Both the cookie and the session are used to save state information, which is a mechanism for preserving the state of the client, and they are all efforts to resolve the problem of HTTP stateless.

Sessions can be implemented with cookies, or by the mechanism of URL writeback. A session that is implemented with cookies can be considered a more advanced application of cookies.

There are obvious differences between the cookie and the session :

1) The cookie saves the state on the client, and the session saves the State on the server side;

2) Cookies are small pieces of text that the server stores on the local machine and are sent to the same server with each request. Cookies were first implemented in RFC2109, and subsequent RFC2965 were enhanced. The Web server sends cookies to the client using HTTP headers, and in the client terminal, the browser parses the cookies and saves them as a local file, which automatically binds any requests from the same server to these cookies. The session is not defined in the HTTP protocol;

3) session is for each user, the value of the variable is saved on the server, with a sessionid to distinguish which user session variable, this value is accessed by the user's browser when the server is returned, when the customer disables the cookie, This value may also be set to be returned to the server by get;

4) As far as security is concerned: when you visit a site that uses a session and create a cookie on your own machine, it is recommended that the session mechanism on the server side be more secure. Because it does not arbitrarily read the information stored by the customer.

HTTPS

HTTPS (hypertext Transfer Protocol over secure Socket Layer) is a security-targeted HTTP channel and is simply a secure version of HTTP. That is, the SSL layer is added under HTTP, the security base of HTTPS is the port number used by Ssl,https is 443.

"TCP Layer"

TCP (transmission Control Protocol Transmission Protocol) is a connection-oriented, reliable, byte-stream-based Transport layer communication protocol. The TCP layer is the middle tier located above the IP layer and below the application layer. There is often a need for reliable, pipe-like connections between the application tiers of different hosts, but the IP layer does not provide such a flow mechanism, but rather provides unreliable packet switching.

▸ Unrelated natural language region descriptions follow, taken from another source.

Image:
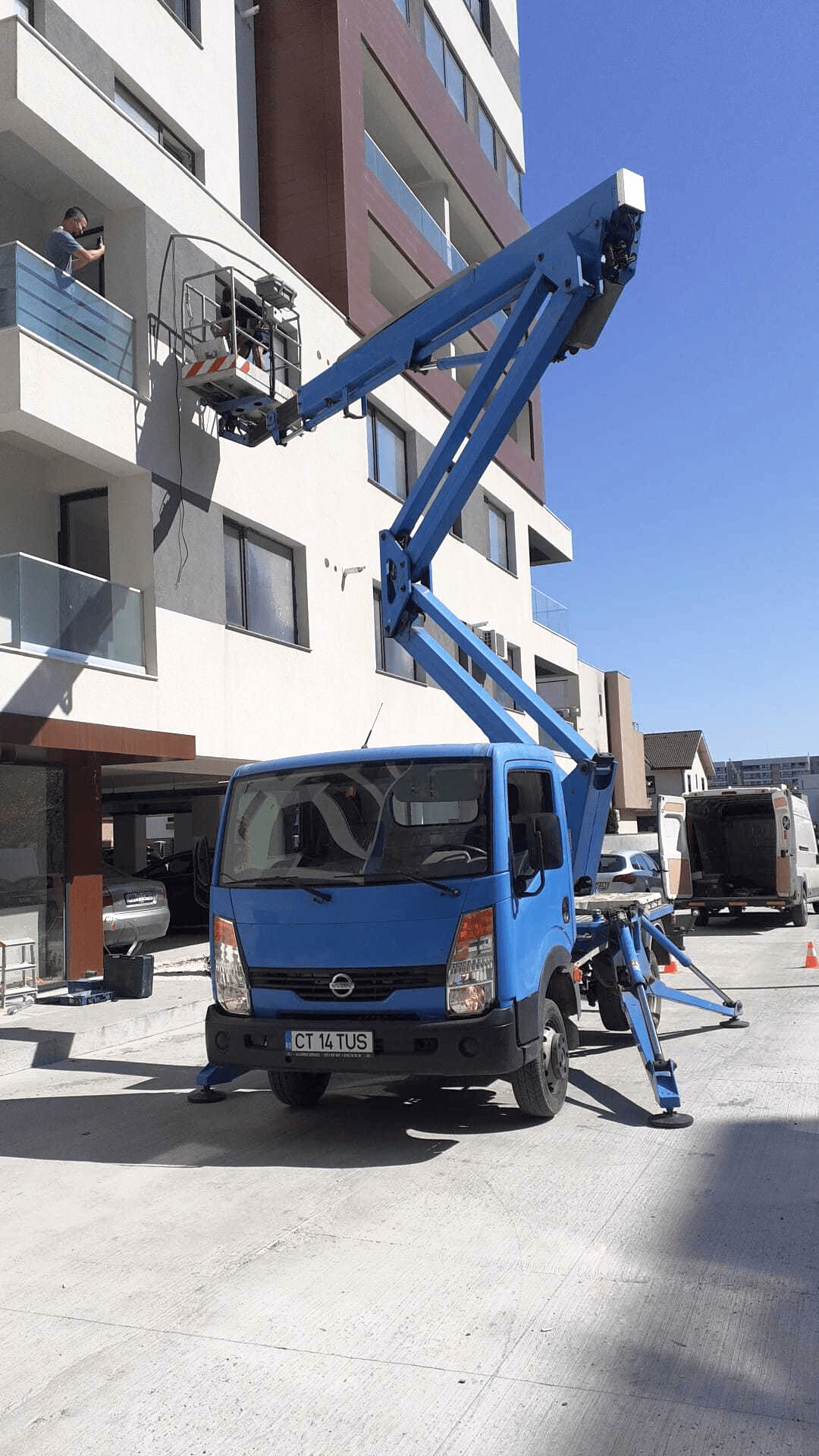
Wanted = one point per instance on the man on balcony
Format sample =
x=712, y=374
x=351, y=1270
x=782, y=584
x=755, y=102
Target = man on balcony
x=61, y=246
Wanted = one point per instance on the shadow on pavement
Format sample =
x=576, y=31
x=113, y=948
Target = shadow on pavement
x=363, y=1126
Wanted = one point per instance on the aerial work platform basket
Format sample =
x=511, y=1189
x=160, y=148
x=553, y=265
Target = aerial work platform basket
x=241, y=338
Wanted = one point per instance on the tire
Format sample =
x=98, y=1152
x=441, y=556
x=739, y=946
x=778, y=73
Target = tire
x=613, y=1011
x=800, y=910
x=539, y=1087
x=297, y=1088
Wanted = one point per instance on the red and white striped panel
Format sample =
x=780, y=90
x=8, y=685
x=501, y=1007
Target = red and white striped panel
x=218, y=366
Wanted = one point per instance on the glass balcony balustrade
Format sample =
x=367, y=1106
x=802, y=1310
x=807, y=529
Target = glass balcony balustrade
x=57, y=308
x=548, y=613
x=411, y=206
x=52, y=609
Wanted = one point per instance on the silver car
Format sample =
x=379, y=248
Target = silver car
x=133, y=910
x=632, y=870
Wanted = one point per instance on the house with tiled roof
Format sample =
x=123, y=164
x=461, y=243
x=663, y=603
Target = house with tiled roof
x=676, y=762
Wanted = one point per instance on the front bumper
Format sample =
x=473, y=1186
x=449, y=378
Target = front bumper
x=475, y=1046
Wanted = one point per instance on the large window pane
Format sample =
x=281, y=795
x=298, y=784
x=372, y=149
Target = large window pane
x=136, y=111
x=234, y=612
x=391, y=657
x=433, y=46
x=455, y=82
x=485, y=136
x=513, y=181
x=271, y=603
x=497, y=538
x=387, y=455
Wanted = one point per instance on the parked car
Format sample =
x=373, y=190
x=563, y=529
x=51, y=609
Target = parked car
x=188, y=909
x=632, y=870
x=133, y=909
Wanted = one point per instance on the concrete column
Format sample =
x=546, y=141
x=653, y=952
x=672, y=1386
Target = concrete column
x=130, y=852
x=206, y=817
x=83, y=871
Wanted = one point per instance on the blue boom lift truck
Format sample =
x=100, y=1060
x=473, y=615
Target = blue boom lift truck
x=430, y=910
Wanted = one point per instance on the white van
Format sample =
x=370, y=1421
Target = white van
x=738, y=849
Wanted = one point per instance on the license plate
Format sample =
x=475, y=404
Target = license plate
x=328, y=1043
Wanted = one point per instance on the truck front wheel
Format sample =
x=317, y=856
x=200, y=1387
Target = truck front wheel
x=539, y=1085
x=800, y=910
x=297, y=1088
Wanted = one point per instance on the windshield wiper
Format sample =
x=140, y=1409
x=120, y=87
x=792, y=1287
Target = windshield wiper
x=279, y=883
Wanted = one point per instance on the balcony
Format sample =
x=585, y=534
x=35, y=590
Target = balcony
x=55, y=612
x=548, y=613
x=58, y=309
x=409, y=202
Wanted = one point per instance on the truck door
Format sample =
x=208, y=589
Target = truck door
x=544, y=908
x=673, y=848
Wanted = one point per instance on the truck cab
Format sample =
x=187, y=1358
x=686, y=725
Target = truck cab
x=395, y=910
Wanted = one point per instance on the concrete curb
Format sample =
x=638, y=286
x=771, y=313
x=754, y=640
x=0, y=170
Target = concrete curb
x=44, y=1034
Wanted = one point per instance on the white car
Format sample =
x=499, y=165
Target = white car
x=632, y=870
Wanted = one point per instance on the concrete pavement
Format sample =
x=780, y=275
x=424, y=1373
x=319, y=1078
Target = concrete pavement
x=419, y=1270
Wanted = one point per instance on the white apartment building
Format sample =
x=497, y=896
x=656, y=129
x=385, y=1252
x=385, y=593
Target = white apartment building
x=174, y=604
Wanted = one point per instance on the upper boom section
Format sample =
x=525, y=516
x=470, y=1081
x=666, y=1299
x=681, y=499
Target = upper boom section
x=592, y=243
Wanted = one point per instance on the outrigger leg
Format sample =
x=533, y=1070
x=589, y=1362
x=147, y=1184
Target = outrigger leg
x=206, y=1090
x=659, y=1069
x=686, y=998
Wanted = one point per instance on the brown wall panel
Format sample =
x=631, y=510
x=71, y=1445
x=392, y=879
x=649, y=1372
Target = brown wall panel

The application layer sends a 8-byte data stream for inter-network transmission to the TCP layer, and then TCP partitions the data stream into a segment of the appropriate length (which is usually limited by the MTU of the maximum transmission unit of the Data link layer of the network to which the computer is connected). TCP then passes the result packet to the IP layer, which transmits the packet over the network to the TCP layer of the receiving side entity. TCP in order to ensure that no packet loss occurs, give each packet a sequence number, while the serial number also guarantees the delivery to the receiving end of the entity's packet received sequentially. The receiving entity then sends back a corresponding acknowledgment (ACK) to the packet that was received successfully, and if the sending entity does not receive a confirmation within a reasonable round trip delay (RTT), then the corresponding packet is assumed to be lost and will be re-transmitted. TCP uses a checksum function to verify the data for errors, and to calculate checksums when sending and receiving.